Beam’s comments are spot on, especially in light of the new MLB proposal. PNG Field’s playing surface was in major need of replacement a few years ago, and the ballpark needed other major upgrades. Without that money and upgrades, for all we know, PNG Field could have deteriorated to the degree where, at some point in the future, MLB might have deemed it unsuitable and in danger of contraction.

The other big reason the Curve are safe is location, location, location. Not just that Altoona is 100 miles from Pittsburgh, but that it is in a league where numerous opponents are a short drive away — Harrisburg, Akron, Erie, Reading, Bowie, Trenton, Binghamton, etc.

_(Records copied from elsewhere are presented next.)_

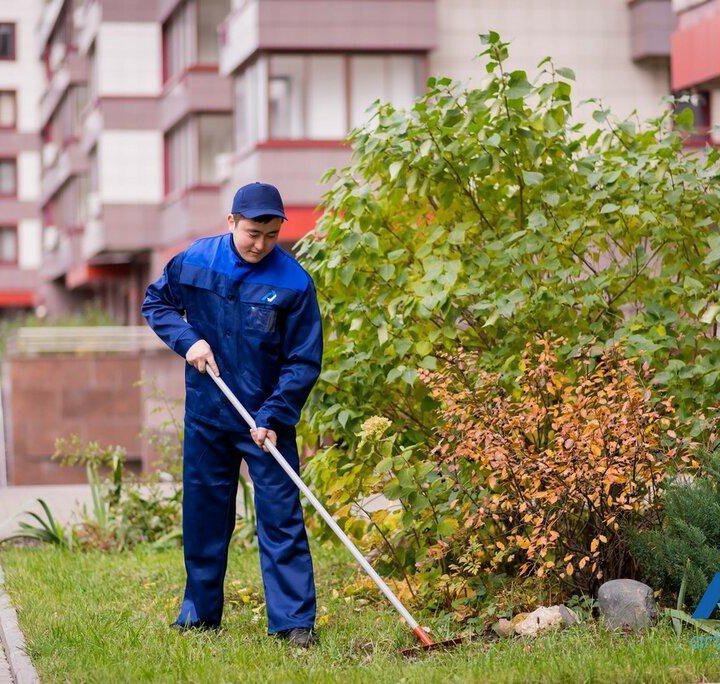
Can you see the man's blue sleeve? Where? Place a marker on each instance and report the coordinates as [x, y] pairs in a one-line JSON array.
[[163, 310], [303, 347]]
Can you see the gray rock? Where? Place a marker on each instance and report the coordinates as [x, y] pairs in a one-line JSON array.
[[504, 627], [626, 603], [544, 618]]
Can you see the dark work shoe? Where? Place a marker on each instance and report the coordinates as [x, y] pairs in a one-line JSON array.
[[197, 627], [299, 636]]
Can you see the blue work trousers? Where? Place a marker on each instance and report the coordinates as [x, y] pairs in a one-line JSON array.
[[211, 466]]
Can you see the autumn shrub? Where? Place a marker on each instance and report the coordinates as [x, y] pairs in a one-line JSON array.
[[544, 478], [483, 216], [569, 463]]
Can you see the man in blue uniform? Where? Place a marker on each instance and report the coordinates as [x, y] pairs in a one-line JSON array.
[[251, 316]]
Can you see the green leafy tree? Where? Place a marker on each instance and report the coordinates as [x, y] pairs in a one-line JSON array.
[[478, 220], [485, 217]]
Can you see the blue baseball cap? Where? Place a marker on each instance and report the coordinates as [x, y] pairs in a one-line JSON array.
[[258, 199]]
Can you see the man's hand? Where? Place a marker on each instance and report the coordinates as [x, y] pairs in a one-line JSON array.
[[259, 435], [200, 355]]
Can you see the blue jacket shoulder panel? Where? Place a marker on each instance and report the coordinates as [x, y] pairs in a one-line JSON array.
[[261, 320]]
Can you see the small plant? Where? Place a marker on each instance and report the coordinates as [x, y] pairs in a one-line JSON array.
[[48, 529], [125, 511]]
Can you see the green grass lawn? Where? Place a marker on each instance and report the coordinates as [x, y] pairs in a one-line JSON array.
[[98, 618]]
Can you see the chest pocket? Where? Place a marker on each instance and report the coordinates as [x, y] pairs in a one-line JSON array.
[[259, 318]]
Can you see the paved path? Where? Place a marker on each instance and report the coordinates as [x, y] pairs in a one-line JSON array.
[[5, 676]]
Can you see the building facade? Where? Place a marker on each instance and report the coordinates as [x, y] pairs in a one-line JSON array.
[[695, 59], [152, 112], [21, 84]]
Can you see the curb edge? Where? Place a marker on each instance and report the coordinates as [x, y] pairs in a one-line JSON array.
[[21, 667]]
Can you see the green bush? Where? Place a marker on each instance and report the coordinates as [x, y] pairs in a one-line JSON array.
[[481, 219], [485, 217], [689, 535]]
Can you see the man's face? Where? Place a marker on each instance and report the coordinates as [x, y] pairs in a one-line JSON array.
[[253, 240]]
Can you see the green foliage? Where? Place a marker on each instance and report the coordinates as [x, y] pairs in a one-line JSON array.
[[125, 511], [686, 548], [481, 219], [48, 529], [484, 217]]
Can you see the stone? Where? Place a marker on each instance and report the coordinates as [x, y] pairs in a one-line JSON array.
[[625, 603], [544, 618], [504, 627]]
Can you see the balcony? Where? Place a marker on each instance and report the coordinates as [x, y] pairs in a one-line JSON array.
[[120, 231], [14, 279], [196, 211], [58, 256], [198, 90], [73, 70], [294, 168], [69, 162], [695, 48], [651, 23], [48, 19], [361, 25]]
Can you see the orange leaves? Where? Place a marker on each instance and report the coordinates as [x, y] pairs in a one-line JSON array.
[[570, 455]]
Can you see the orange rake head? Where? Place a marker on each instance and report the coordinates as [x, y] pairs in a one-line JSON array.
[[427, 644]]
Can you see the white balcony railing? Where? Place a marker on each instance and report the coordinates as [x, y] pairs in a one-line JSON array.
[[78, 340]]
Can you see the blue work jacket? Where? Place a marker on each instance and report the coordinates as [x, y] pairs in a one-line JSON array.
[[261, 321]]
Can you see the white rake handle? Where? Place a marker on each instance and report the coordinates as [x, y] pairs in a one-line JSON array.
[[319, 507]]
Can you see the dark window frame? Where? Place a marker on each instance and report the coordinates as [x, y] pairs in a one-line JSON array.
[[14, 228], [13, 127], [12, 195], [13, 26]]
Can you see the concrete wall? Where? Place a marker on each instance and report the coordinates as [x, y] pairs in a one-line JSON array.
[[131, 167], [590, 36], [25, 74], [128, 55]]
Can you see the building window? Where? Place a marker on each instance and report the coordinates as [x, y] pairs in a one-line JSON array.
[[8, 177], [8, 109], [210, 14], [395, 78], [7, 41], [215, 137], [190, 35], [180, 153], [321, 97], [249, 111], [191, 148], [699, 103], [8, 244], [68, 118]]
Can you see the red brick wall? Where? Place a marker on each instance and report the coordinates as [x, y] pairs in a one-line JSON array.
[[93, 395]]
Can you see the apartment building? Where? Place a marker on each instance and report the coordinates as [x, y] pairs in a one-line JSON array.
[[156, 110], [21, 82], [695, 59], [133, 119]]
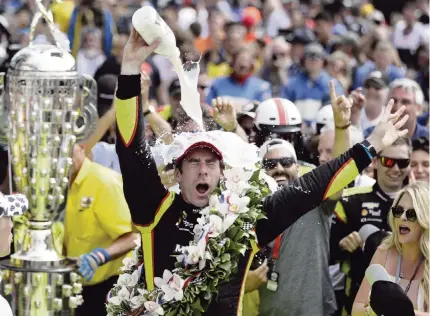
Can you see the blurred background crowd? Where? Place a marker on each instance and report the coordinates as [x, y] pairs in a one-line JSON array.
[[272, 61]]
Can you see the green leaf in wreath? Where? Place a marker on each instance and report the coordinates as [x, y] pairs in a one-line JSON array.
[[226, 266], [225, 257], [196, 305]]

It wouldn’t make much sense, therefore, for the Curve to be removed from the Eastern League in any sort of minor league reshuffling. This league is the perfect home for Altoona in just about every way.

There are a lot of minor league franchises that have to do a lot of worrying after reading the Baseball America story Friday. The State College Spikes may fall into that category because they’re in a rookie league that is susceptible to major changes if the proposal passes.

The Spikes play in a gorgeous ballpark, so that absolutely will help them. But they could be asked to switch leagues, and in all the potential restructuring, the St. Louis Cardinals possibly could be forced to end their successful affiliation with the Spikes at some point. There’s just no telling what could happen.

Whew. All of this is a lot to consider.

Keep in mind, this is just a proposal, a bargaining element that’s in the early stages. But this is a very real possibility from everything I’ve been told, so as radical as this all sounds, it cannot be taken lightly.